# BayesianOptimizer¶

When a function is expensive to evaluate, or when gradients are not available, optimalizing it requires more sophisticated methods than
gradient descent. One such method is Bayesian optimization, which lies close to active learning. In Bayesian optimization, instead of picking queries by maximizing the uncertainty of predictions, function values are evaluated at points where the promise of finding a better value is large. In modAL, these algorithms are implemented with the `BayesianOptimizer`

class, which is a sibling of `ActiveLearner`

. They are both children of the `BaseLearner`

class and they have the same interface, although their uses differ. In the following, we are going to shortly review this.

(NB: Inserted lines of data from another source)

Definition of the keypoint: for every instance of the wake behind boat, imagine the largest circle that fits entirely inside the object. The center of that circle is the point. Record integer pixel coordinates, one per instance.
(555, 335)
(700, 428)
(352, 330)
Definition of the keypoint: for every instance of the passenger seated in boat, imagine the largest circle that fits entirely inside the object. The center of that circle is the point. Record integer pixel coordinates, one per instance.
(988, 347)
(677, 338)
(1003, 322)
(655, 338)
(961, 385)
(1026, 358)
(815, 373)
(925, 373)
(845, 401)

## Differences with ActiveLearner¶

Initializing a `BayesianOptimizer`

is syntactically identical to the initialization of `ActiveLearner`

, although there are a few important differences.

```
from modAL.models import BayesianOptimizer
from modAL.acquisition import max_EI
from sklearn.gaussian_process import GaussianProcessRegressor
from sklearn.gaussian_process.kernels import Matern
kernel = Matern(length_scale=1.0)
regressor = GaussianProcessRegressor(kernel=kernel)
optimizer = BayesianOptimizer(
estimator=regressor,
query_strategy=max_EI
)
```

Most importantly, `BayesianOptimizer`

works with a regressor. You can use them with a classifier if the labels are numbers, but the result will be meaningless. Bayesian optimization typically uses a Gaussian process regressor to keep a hypothesis about the function to be optimized and estimate the expected gains when a certain point is picked for evaluation. This latter is the task of the acquisition function. (See below for details.)

The actual optimization loop is identical to the one you would use with the `ActiveLearner`

.

```
# Bayesian optimization: func is to be optimized
for n_query in range(n_queries):
query_idx, query_inst = optimizer.query(X)
optimizer.teach(X[query_idx].reshape(1, -1), func(X[query_idx]).reshape(1, -1))
```

Again, the bottleneck in Bayesian learning is not necessarily the availability of labels. The function to be optimized can take a long time and a lot of money to evaluate. For instance, when optimizing the hyperparameters of a deep neural network, evaluating the accuracy of the model can take a few days of training. This is a case when Bayesian optimization is very useful. For more details, see this paper for instance.

To see the maximum value so far, use `optimizer.get_max()`

:

```
X_max, y_max = optmizer.get_max()
```

## Acquisition functions¶

Currently, there are three built in acquisition functions in the `modAL.acquisition`

module: *expected improvement*, *probability of improvement* and *upper confidence bounds*. You can find more information about them at the page Acquisition functions.